Coding for Select VS Data Conversion

These are similar levels of effort to add the conversion logic. Now, we will process 5.3 million rows of data. Both used SSIS Source and Destinations.

Results:

Cast: 27.18 seconds
Data Conversion: 43.97 seconds
Cost: 62% longer

Casting during the SELECT is much faster. Of course there will be times when you need to use a data conversion. But, if you have the option, opt for the CAST.

Processing null Foreign Keys

This is very common in Data Warehouse processing. You want to set the Foreign Key to an inferred member (default record) if no record exists. This way you avoid null keys and having to use Left Joins. SSIS has an error output on the Lookup transformation. If you only suspect a very small percentage (2% in this example) of missing Foreign Keys, sending them to an Error path seems logical. You will avoid having to do null update logic on 98% of your output.

Our test:

Inline path to handle unmatched vs Error path
Default missing key: ISNULL(USStateID) ? 0 : USStateID

Inline

Error Path

Results

Inline: 01:09.516
Error Path: 01:19.953
Cost: 15%
Can be higher if larger buffer is created.

The reason it is higher is because SSIS must create a new buffer for the Error Path. This overhead is more than processing inline. It is also a few more steps to program. It is better to set the Lookup Match Error to Ignore and handle the test for all records inline.

Balanced Data Distributor

This add-on transformation is provided by Microsoft. It can be found here:

SQL 2008: http://www.microsoft.com/en-us/download/details.aspx?id=4123
SQL 2012: http://www.microsoft.com/en-us/download/details.aspx?id=30147

This transform takes a single input and distributes the incoming rows to one or more outputs uniformly via multithreading.

The transformations that follow the output must be duplicated for each thread. So, develop your logic then add the BDD.

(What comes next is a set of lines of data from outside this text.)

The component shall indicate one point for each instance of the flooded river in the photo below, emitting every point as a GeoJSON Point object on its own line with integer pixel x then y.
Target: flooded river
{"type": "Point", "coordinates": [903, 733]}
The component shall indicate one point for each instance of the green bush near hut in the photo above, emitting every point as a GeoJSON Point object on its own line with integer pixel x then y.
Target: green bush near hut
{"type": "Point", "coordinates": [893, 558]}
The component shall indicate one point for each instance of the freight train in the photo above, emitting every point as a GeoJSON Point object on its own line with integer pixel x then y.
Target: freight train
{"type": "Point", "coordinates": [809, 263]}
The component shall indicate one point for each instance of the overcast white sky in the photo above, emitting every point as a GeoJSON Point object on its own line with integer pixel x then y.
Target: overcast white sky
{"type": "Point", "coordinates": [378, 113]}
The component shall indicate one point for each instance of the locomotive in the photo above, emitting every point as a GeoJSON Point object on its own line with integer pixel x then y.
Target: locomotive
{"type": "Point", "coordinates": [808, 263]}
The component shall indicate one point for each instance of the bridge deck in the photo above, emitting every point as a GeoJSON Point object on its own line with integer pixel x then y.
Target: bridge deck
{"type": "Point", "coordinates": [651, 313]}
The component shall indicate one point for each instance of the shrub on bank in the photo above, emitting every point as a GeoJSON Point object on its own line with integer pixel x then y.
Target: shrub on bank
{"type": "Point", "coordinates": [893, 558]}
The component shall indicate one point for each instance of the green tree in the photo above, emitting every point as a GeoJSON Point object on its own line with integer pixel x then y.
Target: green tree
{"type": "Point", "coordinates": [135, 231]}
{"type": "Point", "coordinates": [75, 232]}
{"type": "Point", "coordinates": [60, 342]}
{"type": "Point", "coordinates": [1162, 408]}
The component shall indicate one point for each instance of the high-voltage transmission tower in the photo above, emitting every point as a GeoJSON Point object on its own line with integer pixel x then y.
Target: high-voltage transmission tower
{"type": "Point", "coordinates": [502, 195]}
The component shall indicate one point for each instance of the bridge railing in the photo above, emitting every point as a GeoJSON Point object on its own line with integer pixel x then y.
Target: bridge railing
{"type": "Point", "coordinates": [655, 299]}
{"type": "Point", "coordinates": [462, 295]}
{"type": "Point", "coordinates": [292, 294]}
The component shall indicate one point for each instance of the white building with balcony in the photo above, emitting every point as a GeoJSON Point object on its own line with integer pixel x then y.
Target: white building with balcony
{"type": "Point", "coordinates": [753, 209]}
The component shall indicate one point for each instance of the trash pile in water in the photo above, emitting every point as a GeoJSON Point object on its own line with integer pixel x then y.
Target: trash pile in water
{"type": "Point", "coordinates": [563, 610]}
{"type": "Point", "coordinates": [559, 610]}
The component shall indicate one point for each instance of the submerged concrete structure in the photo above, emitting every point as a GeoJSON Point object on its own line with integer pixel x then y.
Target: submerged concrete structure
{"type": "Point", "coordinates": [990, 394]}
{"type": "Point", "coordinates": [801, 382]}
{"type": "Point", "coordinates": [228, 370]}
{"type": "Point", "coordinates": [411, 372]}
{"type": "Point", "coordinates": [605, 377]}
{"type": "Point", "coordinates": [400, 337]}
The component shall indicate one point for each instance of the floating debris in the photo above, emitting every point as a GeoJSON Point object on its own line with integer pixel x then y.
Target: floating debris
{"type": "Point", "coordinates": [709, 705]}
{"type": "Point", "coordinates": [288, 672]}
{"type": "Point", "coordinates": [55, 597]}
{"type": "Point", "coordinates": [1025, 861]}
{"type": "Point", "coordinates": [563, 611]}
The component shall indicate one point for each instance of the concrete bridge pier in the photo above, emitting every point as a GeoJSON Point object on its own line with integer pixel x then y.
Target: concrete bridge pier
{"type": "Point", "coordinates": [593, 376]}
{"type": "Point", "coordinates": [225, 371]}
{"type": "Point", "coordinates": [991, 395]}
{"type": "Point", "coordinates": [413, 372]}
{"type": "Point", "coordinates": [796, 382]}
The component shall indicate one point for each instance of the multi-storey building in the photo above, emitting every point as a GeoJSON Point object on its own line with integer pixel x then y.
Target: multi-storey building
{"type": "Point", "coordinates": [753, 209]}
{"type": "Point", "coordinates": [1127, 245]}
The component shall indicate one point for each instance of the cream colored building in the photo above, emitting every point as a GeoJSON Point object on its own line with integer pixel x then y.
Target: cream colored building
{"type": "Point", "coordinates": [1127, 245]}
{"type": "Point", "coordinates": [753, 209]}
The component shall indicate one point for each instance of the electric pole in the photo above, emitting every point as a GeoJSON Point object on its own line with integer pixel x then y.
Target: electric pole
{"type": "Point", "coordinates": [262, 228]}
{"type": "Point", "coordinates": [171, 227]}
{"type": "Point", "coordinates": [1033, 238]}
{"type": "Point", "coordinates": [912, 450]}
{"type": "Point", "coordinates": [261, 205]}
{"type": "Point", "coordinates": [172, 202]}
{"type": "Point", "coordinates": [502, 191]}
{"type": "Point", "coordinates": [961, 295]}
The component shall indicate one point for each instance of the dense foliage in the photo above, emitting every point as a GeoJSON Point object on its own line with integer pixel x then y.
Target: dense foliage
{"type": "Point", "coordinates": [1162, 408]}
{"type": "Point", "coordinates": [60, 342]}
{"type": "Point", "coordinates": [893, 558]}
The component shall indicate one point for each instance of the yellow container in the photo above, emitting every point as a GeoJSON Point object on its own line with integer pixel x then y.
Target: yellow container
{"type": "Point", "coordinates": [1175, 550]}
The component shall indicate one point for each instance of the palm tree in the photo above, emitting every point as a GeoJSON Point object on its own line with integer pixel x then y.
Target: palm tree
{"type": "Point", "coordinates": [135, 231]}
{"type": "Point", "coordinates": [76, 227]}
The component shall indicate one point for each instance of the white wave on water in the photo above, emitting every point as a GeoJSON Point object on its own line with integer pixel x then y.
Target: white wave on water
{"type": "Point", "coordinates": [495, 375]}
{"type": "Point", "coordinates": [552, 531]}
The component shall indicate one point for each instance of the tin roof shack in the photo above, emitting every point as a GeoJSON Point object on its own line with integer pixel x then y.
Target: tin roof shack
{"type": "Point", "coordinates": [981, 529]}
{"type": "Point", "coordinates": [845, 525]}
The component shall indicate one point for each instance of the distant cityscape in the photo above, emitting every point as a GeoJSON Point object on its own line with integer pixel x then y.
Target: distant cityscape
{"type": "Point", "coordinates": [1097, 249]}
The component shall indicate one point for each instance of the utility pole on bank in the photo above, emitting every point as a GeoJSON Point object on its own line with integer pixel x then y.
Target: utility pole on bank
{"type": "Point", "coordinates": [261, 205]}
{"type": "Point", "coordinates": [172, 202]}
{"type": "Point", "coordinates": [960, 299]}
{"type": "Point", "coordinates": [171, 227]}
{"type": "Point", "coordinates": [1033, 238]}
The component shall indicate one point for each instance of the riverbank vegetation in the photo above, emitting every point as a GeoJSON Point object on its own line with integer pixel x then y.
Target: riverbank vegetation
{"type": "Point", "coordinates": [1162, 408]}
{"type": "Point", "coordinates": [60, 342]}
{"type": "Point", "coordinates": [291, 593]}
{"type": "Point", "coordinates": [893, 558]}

Here is an example with four threads:

Processing

Core i7 laptop
5.3 million rows

Results:

Single Thread: 2:45
Double Threaded: 1:27
4 Threads: 0:46
7 Threads: 0:25
8 Threads: 0:30

As you can see, once you exceed the number of processors, performance will start to degrade. But, when I/O is your major bottleneck, this will significantly reduce your load times.

Summary

By simple design choices you can implement immediately, you can increase performance. There is much more to SSIS performance; but, getting the little things right puts you at a good starting point for advanced performance tuning.